Social networking tools that combine location with a status update have been around for a few years. Among them, Gowalla and Foursquare have gained some traction among the uber-connected. Both of these tools broadcast “this is where I am right now” to other users in some way, shape or form. Collectively, such systems are called “location based services” (LBS). Twitter also recently announced support for location-based tweets, prompting some analysts to predict the demise of the aforementioned tools. But if Twitter was going to kill them, Facebook will for sure.

Ad Age reported today that Facebook is getting ready to release location-based status updates. But the reason I am writing about this is not to report another Goliath-kills-David story. It is because both Gowalla and Foursquare employed a marketing strategy which is effective, but risky. And now they face the business end of that risk, so to speak. They both focused their marketing efforts on digital hipsters, in particular choosing the super-cool SXSW conference as a launching pad and battleground for the attention of social mavens. The strategy worked, and both reported significant adoption in 2009 and growth in 2010.
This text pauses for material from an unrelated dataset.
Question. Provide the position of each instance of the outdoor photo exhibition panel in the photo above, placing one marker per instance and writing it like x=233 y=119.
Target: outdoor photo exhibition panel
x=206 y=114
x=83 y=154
The risk of this strategy? Hipsters are fickle. Being hip is about knowing what’s next, not doing what your neighbors do. Sometimes, hipsters can skyrocket a product or brand into the mainstream, as when Corona beer went from super-cool to mainstream import. But if a big, well-known brand copies a hip product before it goes mainstream, all you are left with is a bunch of hipsters who are eager to turn their backs on you and get on to the next new thing.

Will all of my friends who spend time on Facebook switch to Foursquare or Gowalla for location-based services? I don’t think so, and according to Ad Age, big brand marketers don’t think so either. Will Foursquare and Gowalla’s current users bring mainstream users into those services? Nope. That’s not what hipsters do.